Olly Harris, owner of Porticello (FR)
4bg Sholokhov – Chinawood (Chichicastenango)
Trainer: Gary Moore
Breeder: Earl Haras De La Croix Sonnet, Mlle S Hosselet & H Hosselet
Background: Exciting juvenile hurdler landed his sole start in France for trainer David Cottin. The Sholokhov gelding has won two of his three starts to date in Britain, including the Grade 1 Finale Juvenile Hurdle at Chepstow in December, and looks a star in the making

 How did you come to own the horse?

I’ve owned horses for about six years but it was mainly at the lower end of the scale to begin with. I’m only 39 and an investment manager, and as my wealth has increased, I’ve been able to improve the quality. Pound for pound Gary Moore is the best trainer in the country, and he’s only 30 minutes from me, so I went to see him with a budget. He phoned me the next day and said he’d bought two for me! They were Haddex Des Obeaux, who won second time out at Fontwell, and Porticello, who has won at Wetherby and Chepstow and should have won at Doncaster.

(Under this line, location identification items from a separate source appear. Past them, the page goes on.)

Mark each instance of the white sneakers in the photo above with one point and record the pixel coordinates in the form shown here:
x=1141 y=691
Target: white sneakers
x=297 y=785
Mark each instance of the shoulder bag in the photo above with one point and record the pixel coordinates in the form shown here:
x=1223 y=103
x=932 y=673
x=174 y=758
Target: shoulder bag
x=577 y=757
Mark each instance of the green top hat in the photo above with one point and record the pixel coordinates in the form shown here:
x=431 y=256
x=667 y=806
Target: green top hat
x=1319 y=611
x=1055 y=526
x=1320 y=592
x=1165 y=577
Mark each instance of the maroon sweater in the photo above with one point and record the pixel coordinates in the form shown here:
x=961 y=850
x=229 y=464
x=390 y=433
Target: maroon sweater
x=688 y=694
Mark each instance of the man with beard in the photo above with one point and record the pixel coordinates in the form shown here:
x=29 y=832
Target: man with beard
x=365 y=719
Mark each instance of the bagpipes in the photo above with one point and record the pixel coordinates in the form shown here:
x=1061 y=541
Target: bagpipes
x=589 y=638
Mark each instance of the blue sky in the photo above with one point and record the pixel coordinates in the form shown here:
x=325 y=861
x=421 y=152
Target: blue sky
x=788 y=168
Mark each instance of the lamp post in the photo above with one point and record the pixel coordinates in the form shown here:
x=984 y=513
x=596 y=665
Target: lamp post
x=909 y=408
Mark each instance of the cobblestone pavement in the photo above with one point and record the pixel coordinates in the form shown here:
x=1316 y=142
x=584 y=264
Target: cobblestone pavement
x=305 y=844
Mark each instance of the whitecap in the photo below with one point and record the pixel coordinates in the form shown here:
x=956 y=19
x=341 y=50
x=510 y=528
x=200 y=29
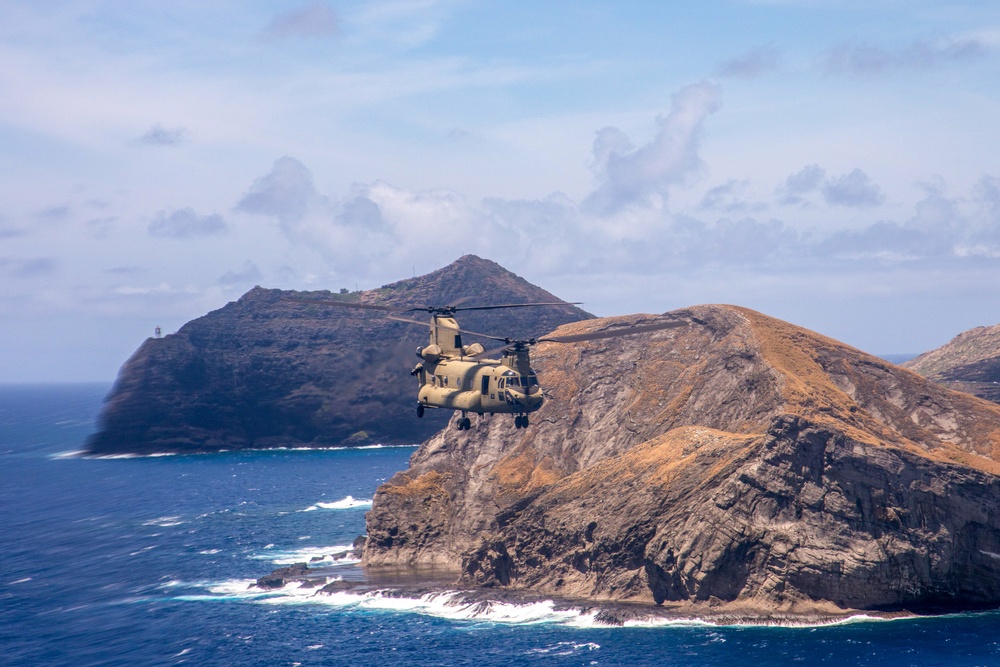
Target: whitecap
x=58 y=456
x=324 y=555
x=164 y=522
x=346 y=503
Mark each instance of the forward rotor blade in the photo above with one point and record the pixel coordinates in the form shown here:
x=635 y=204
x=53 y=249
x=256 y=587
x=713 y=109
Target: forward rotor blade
x=344 y=304
x=397 y=318
x=522 y=305
x=614 y=333
x=490 y=353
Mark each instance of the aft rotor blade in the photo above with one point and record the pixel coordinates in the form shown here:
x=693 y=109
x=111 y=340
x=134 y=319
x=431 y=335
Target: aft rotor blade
x=522 y=305
x=344 y=304
x=614 y=333
x=397 y=318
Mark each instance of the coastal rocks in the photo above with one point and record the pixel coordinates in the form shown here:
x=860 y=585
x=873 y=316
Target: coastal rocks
x=284 y=575
x=970 y=362
x=738 y=463
x=269 y=371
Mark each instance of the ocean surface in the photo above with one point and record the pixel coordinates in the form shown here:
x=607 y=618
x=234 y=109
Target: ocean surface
x=147 y=561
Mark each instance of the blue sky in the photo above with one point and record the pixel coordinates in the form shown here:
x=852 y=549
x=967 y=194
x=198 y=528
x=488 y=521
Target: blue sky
x=829 y=163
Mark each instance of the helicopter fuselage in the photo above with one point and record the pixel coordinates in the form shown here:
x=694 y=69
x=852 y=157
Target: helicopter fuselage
x=451 y=377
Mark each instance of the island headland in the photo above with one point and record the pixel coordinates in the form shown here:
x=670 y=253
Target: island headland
x=739 y=464
x=269 y=371
x=969 y=362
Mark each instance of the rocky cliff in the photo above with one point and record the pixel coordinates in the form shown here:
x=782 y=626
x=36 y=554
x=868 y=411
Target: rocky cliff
x=970 y=362
x=739 y=462
x=266 y=371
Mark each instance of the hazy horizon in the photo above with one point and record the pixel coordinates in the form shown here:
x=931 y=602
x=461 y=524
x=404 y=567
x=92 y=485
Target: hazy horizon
x=830 y=163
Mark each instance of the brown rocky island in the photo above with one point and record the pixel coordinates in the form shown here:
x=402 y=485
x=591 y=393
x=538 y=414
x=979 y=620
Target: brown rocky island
x=269 y=371
x=737 y=465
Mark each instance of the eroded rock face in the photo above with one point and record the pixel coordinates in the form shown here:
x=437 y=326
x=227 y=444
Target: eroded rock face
x=739 y=460
x=265 y=371
x=970 y=362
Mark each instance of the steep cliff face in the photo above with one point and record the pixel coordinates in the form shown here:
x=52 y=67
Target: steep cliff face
x=265 y=371
x=970 y=362
x=739 y=460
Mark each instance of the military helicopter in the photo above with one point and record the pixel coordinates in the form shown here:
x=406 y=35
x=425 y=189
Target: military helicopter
x=455 y=376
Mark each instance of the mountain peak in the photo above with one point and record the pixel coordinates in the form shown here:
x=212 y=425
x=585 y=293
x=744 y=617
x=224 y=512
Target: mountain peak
x=269 y=371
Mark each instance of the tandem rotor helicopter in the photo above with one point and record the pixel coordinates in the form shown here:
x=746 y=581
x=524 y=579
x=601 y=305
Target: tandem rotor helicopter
x=454 y=376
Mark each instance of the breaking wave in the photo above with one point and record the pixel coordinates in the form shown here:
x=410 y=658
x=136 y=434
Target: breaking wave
x=346 y=503
x=335 y=555
x=456 y=606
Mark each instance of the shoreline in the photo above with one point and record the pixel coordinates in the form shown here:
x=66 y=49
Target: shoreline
x=417 y=584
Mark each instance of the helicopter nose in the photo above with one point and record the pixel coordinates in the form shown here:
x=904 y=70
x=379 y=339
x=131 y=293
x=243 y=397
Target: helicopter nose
x=531 y=399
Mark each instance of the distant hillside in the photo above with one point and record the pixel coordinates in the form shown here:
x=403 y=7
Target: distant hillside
x=970 y=362
x=736 y=464
x=265 y=371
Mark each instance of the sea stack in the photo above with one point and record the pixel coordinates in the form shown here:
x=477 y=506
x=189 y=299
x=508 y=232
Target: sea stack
x=737 y=463
x=270 y=371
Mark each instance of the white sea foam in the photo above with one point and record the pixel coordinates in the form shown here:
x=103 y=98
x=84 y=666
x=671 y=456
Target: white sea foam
x=164 y=521
x=346 y=503
x=58 y=456
x=564 y=648
x=453 y=605
x=323 y=555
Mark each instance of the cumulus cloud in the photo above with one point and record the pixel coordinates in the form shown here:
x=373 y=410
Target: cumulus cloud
x=375 y=222
x=317 y=20
x=287 y=192
x=855 y=189
x=158 y=135
x=751 y=64
x=27 y=268
x=249 y=273
x=186 y=223
x=865 y=58
x=623 y=226
x=730 y=197
x=801 y=183
x=643 y=175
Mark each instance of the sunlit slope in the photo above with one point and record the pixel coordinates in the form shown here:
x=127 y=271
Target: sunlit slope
x=739 y=460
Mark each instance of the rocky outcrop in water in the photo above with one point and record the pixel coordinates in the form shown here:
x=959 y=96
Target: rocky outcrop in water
x=970 y=362
x=737 y=463
x=266 y=371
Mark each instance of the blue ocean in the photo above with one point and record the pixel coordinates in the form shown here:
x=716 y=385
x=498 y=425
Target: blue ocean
x=147 y=561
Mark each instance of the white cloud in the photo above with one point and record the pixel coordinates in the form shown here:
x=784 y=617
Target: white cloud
x=315 y=20
x=640 y=176
x=866 y=58
x=854 y=189
x=750 y=64
x=186 y=223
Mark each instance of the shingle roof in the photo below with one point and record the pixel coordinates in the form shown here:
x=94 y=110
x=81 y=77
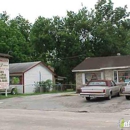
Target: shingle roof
x=21 y=67
x=103 y=62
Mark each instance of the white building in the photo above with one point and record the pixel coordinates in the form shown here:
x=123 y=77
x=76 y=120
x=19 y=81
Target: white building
x=24 y=75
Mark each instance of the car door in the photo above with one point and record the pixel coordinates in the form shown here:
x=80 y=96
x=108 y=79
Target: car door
x=127 y=87
x=114 y=88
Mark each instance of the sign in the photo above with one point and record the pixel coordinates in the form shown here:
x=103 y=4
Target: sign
x=4 y=73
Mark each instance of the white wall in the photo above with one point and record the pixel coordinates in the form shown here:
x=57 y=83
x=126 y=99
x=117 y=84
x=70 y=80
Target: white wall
x=19 y=88
x=36 y=74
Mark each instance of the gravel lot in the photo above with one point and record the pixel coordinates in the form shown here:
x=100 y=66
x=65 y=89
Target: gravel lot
x=66 y=102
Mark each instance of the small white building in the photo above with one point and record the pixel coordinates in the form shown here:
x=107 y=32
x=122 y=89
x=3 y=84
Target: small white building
x=23 y=76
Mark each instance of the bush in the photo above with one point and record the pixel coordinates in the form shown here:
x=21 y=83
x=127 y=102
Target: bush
x=43 y=86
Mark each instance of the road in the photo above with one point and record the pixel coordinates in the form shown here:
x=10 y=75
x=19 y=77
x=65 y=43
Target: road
x=62 y=112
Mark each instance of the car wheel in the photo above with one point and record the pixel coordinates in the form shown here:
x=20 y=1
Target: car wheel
x=13 y=92
x=110 y=96
x=88 y=98
x=127 y=97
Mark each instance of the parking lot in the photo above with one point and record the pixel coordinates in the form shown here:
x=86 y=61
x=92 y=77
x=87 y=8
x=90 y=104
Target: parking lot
x=62 y=112
x=66 y=102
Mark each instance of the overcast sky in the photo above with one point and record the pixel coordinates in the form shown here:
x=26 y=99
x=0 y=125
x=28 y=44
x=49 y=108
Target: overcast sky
x=31 y=9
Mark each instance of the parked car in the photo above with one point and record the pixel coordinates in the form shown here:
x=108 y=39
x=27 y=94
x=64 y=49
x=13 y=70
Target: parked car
x=11 y=90
x=100 y=88
x=126 y=91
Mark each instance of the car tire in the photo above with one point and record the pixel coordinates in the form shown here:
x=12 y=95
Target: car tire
x=13 y=92
x=88 y=98
x=110 y=96
x=127 y=97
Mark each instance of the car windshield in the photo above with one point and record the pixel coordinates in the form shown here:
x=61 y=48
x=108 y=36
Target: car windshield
x=97 y=83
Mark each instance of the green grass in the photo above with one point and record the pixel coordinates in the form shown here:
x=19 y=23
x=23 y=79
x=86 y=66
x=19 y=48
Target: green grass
x=2 y=96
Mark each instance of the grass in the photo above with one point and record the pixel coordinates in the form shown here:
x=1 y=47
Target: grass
x=2 y=96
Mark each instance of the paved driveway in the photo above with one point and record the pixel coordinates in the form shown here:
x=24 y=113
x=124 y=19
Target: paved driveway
x=62 y=112
x=66 y=102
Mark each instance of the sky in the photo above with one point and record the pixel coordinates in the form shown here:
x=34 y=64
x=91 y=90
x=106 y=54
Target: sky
x=31 y=9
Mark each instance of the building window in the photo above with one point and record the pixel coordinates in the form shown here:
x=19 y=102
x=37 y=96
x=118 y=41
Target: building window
x=121 y=76
x=92 y=76
x=16 y=80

What has been your journey so far?

The injuries are heartbreaking and I’ve paid decent money for store horses

which turned out to be useless, including one I named after my son, who is as slow as a hearse. But with Porticello it’s been nearly all highs, although we were disappointed when he didn’t win at Doncaster after the forecast rain failed to materialise. It was obviously frustrating when the Welsh Covid restrictions meant we couldn’t be at Chepstow for the Grade 1 win in the Finale Juvenile Hurdle, but I was elated by his win all the same. Being there is important to me, and I’ve been at Lingfield for all three of Movethechains’ wins, including when he gave Gary his 1000th jumps win.

Which targets do you have in mind?

Porticello will either run at Sandown on February 5 or at Haydock a couple of weeks later in the Victor Ludorum. My preference is Sandown, as it’s my

favourite track and it’s local, but he’ll go where his best chance is. We then have to mind him, as his future is over fences. We’d love to run him in the Triumph, but he’d definitely want soft in the going description. He’s huge and a big baby, and he’s an absolute freak to be doing what he’s doing over hurdles. I think we can rule out the Grade 1 at Aintree, but I’ve hopefully got another one from France for that called In the Air.

How would you describe your relationship with your trainer?

I’ve got a superb relationship with Gary. I speak to him four or five times a week, and I go down to the yard at least a couple of times a month. Gary is a great communicator and a top trainer. The staff are great, the facilities are unreal, and of course he’s got his boys riding out there. It’s a great environment for the horses and Gary is super shrewd and has placed them really well. The number one thing in relations between owner and trainer is honesty, and Gary is really honest. I also have six with Neil Mulholland and seven with Joseph Parr on the Flat, for interest through the summer, but they are my only trainers for now.

What would encourage you to increase your ownership involvement?

Having increased it a lot in the last 12 months I’m pretty involved already  now, with probably 20 horses in training and a substantial improvement in quality. I’m in it with my eyes open and I treat it as a hobby rather than a business. I accept that the only way I’ll ever make money out of it is if I got lucky with one of the Flat horses, but a better return in terms of prize-money would help keep the costs down. The main thing that might threaten

the scale of my involvement is any reintroduction of Covid restrictions on racecourses, because what’s the point of having them if I can’t go and watch them run?